Après la réunion préparatoire d’hier soir au CERSA, je m’apprêtais à publier un court billet pour annoncer le lancement officiel des contrats de licence Creative Commons France qui s’inscrit dans le vaste chantier des International Commons. Mélanie Dulong de Rosnay qui travaille depuis plus d’un an à l’adaptation française de ces licences, a bien du mérite de s’être consacrée à une tâche aussi délicate.
Le lancement aura lieu ce Vendredi 19 novembre, à l’Assemblée Nationale pour la partie studieuse du programme, et à la Maison des Métallos pour la partie festive. Vous trouverez le programme détaillé de la journée à cette page.
Merci à Mélanie de nous avoir invités à venir présenter la Licence Art Libre lors de cette journée.
Il est indéniable que le mouvement CC qui bénéficie d’une très bonne médiatisation amène les internautes à s’intéresser au droit d’auteur et les pousse à entrevoir d’autres issues que le fatalisme binaire du piratage ou de la soumission aux impératifs du marché. Il s’agit d’une sensibilisation d’envergure au libre et au copyleft, et c’est là un apport très appréciable.
Sur le front du libre, le bruit s’amplifie, et dès demain vous pourrez entendre sur arte-radio en ligne, un brouhaha d’interviews mixées, coupées, samplées, brouillées, où les notions d’accès ouvert, copyleft, libre, bien commun, domaine public..., s’entrelaceront dans la plus joyeuse confusion.

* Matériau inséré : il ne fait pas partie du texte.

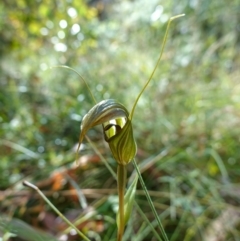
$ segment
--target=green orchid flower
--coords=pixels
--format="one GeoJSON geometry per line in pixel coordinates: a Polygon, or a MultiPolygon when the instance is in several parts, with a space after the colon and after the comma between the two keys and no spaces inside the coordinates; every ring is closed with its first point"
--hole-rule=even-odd
{"type": "MultiPolygon", "coordinates": [[[[99,103],[96,103],[89,110],[89,112],[83,117],[83,120],[80,126],[81,133],[79,136],[79,144],[78,144],[77,152],[79,151],[80,145],[85,135],[87,134],[88,130],[93,128],[96,125],[101,124],[103,127],[105,141],[108,143],[109,148],[112,152],[112,155],[118,163],[118,170],[117,170],[118,196],[119,196],[119,210],[117,214],[117,226],[118,226],[117,240],[118,241],[122,240],[125,225],[127,224],[128,219],[130,217],[131,209],[134,202],[134,194],[137,187],[137,179],[135,179],[132,185],[129,187],[128,189],[129,191],[127,192],[126,196],[124,197],[126,178],[127,178],[126,165],[129,164],[132,160],[134,160],[134,157],[137,152],[137,145],[133,136],[133,128],[132,128],[132,118],[133,118],[134,110],[137,106],[138,100],[140,99],[142,93],[144,92],[149,82],[151,81],[157,69],[157,66],[161,60],[167,35],[168,35],[168,30],[170,27],[170,23],[174,19],[182,16],[184,16],[184,14],[177,15],[175,17],[170,18],[168,22],[167,30],[163,39],[163,46],[161,48],[158,61],[152,71],[152,74],[150,75],[146,84],[144,85],[141,92],[137,96],[136,101],[134,102],[132,111],[129,113],[127,109],[124,107],[124,105],[122,105],[121,103],[119,103],[114,99],[103,100],[99,103]]],[[[86,81],[84,79],[83,81],[85,82],[87,88],[89,89],[86,81]]],[[[90,89],[89,91],[91,93],[90,89]]],[[[92,93],[91,93],[91,96],[95,101],[92,93]]],[[[146,196],[149,200],[149,203],[153,210],[155,218],[158,221],[159,227],[164,236],[164,240],[168,240],[162,228],[158,214],[151,202],[150,196],[147,192],[147,189],[144,185],[144,182],[141,178],[141,174],[137,168],[135,161],[133,163],[135,168],[137,169],[137,173],[138,173],[141,185],[145,190],[146,196]]]]}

Il faudra attendre le retour au calme pour démêler cet écheveau par un examen studieux des textes et des usages.
Notre réunion d’hier soir était un semblable brouhaha où les considérations pratiques sur les tours de parole et le minutage des tables rondes se mêlaient à des amorces de discussion de fond sur la création, l’altérité, l’intégrité, le bien commun, etc. Mais il s’est produit un tout petit incident, à peine digne d’être mentionné, qui m’entraîne aujourd’hui vers une digression impertinente et sans doute hors sujet : une fois que tous les participants retardataires furent là, nous avons momentanément interrompu les débats pour un tour de table de présentations : chacun évoquait en quelques mots son domaine d’exercice professionnel et sa forme d’implication dans le "Libre". Arrive alors le tour d’une dame quelque peu embarrassée qui nous dit être réalisatrice de petits films de court métrage, enfin plutôt ex-réalisatrice, car en ce moment dit-elle, "je m’occupe de ma vieille mère qui a 90 ans et qui..." -
Bon, bon, nous n’allons pas raconter notre vie, se fit elle interrompre.
Quoi de plus normal me diriez vous ; nous étions là pour discuter une gamme de licences qui permettent de choisir à volonté, selon des découpages finement définis, dans quelle mesure, à quelles conditions et jusqu’à quelle extension, le droit patrimonial sur une création de l’esprit peut être cédé. Nous étions là pour parler de bien commun et non de ces maux terriblement communs que sont la souffrance, la maladie, la vieillesse, la mort. Ni de ces autres biens que sont la compassion et le devoir d’entraide qui ne feront jamais l’objet de licences car personne, Chère Madame, ne viendra vous disputer ce bien humain qui vous oblige à abandonner momentanément la création pour accompagner votre mère dans une période si douloureuse.